Throughout these numerous moves, Jean’s spells of “nerves” continue. Thankfully, Russo marries an incredibly patient and understanding wife, Barbara, who unfortunately comes to realize that every shift in their life must take into account the well-being and status of her mother-in-law. Jean’s condition actually worsens, her doctor ultimately prescribing her a host of medications, including Valium and Phenobarbital. To make matters worse, Jean holds back medications when she thinks she’s doing well, then compensating with multiple doses when her nerves act up. Unfortunately, it isn’t until years later, after she passes, that Russo really understands the depth to her illness. It wasn’t simply a case of nerves, but instead an undiagnosed case of obsessive-compulsive disorder.
Throughout the novel, one can’t help but get frustrated with Russo’s mother and the trials and tribulations she forces upon her son. That said, a truly profound turning point comes upon and after her death when Russo realizes he may have ignored warning signs that would have allowed her to be treated for her illness.
At the beginning of this memoir, Russo indicates:
What follows in this memoir – I don’t know what else to call it – is a story of intersections: of place and time, of private and public, of linked destinies and flawed devotion. It’s more my mother’s story than mine, but it’s mine, too, because until just a few years ago she was seldom absent from my life.

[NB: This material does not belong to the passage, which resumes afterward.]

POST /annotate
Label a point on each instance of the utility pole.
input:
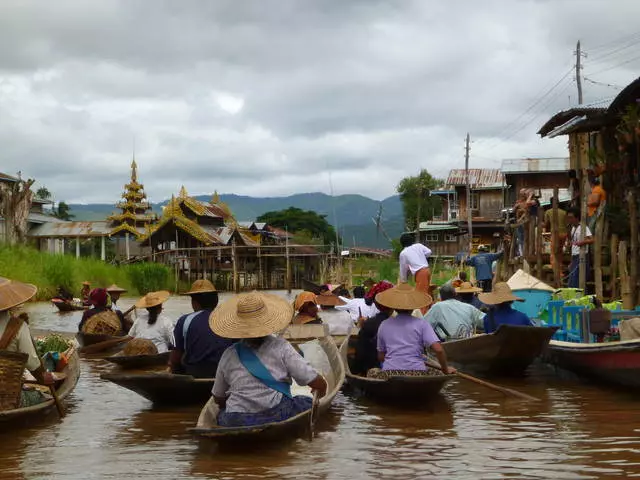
(466, 173)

These two lines perfectly capture the true essence of this memoir. After his mother’s death, Russo still couldn’t comprehend what an impact he had on his mother’s life. Even as an adult he feels he was the root of her pain:
From the time I was a boy I understood that my mother’s health, her well-being, was in my hands. How often over the years did she credit me, or my proximity, with restoring her to health? My rock, as she was so fond of saying, always there when she needed me most. My own experience, however, had yielded a different truth — that I could easily make things worse, but never better.

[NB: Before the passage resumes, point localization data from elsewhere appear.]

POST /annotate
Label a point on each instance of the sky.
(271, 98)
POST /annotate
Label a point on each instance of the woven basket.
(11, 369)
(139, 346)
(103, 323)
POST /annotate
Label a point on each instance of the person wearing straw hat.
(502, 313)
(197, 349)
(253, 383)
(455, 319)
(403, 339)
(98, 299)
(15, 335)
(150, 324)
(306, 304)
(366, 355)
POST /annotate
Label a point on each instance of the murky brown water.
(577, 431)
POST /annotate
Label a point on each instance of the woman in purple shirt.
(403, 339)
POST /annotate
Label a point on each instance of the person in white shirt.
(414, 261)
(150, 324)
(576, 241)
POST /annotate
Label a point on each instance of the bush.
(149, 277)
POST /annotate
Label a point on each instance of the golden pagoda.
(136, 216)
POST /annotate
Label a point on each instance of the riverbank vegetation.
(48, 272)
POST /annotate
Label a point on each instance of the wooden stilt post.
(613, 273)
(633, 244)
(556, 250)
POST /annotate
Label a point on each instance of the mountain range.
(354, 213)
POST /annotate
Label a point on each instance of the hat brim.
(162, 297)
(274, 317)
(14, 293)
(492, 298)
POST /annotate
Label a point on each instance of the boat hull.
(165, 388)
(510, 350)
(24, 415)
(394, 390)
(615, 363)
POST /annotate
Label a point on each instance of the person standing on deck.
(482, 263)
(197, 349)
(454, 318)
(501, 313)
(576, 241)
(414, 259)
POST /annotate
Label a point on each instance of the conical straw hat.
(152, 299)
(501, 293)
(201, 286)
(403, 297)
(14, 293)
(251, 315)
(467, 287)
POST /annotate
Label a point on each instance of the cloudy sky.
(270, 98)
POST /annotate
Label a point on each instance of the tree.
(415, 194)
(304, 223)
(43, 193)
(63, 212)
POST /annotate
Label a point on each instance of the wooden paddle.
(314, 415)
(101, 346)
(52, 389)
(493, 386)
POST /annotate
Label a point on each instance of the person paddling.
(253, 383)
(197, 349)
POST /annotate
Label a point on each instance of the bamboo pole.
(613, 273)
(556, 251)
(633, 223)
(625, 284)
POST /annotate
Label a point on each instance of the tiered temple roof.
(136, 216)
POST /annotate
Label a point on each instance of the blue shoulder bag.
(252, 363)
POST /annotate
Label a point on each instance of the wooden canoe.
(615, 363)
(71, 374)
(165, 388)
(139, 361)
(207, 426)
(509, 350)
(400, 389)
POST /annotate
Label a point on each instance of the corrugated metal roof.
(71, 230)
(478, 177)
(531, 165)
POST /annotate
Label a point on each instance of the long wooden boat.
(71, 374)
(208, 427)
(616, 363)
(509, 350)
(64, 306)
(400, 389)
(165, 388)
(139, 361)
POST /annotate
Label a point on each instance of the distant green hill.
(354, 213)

The moment in which Russo finally realizes how truly integral and valuable to his mother’s life is truly heart-wrenching and beautiful.This side of Russo: completely honest, almost painfully so, gives a whole new depth to my view of him as a writer. Russo doesn’t hold back in admitting how much his mother influenced his future and success as a writer:
Reading was not a duty but a reward….From her I intuited a vital truth: most people are trapped in a solitary existence, a life circumscribed by want and failures of imagination, limitations from which readers are exempt. You can’t make a writer without first making a reader, and that’s what my mother made me.

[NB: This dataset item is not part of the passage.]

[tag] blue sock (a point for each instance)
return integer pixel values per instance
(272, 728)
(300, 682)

I’ve been a fan of Russo’s writing for years. Listening to him narrate his own memoir allowed me to see a completely new, almost naive, side to this truly talented writer. His narration is truly amazing, while it’s a given that an author should narrate his/her memoir that is not always the case. That said, I don’t believe this book would have had such a strong impact on me had it been read anyone other than Russo. Listening to this memoir has inspired me to go back an reread his fiction, perhaps viewing his fiction from new eyes, seeing the author in a completely new light. Undoubtedly, this will be one of my favorite memoirs of the year. Highly, highly recommended.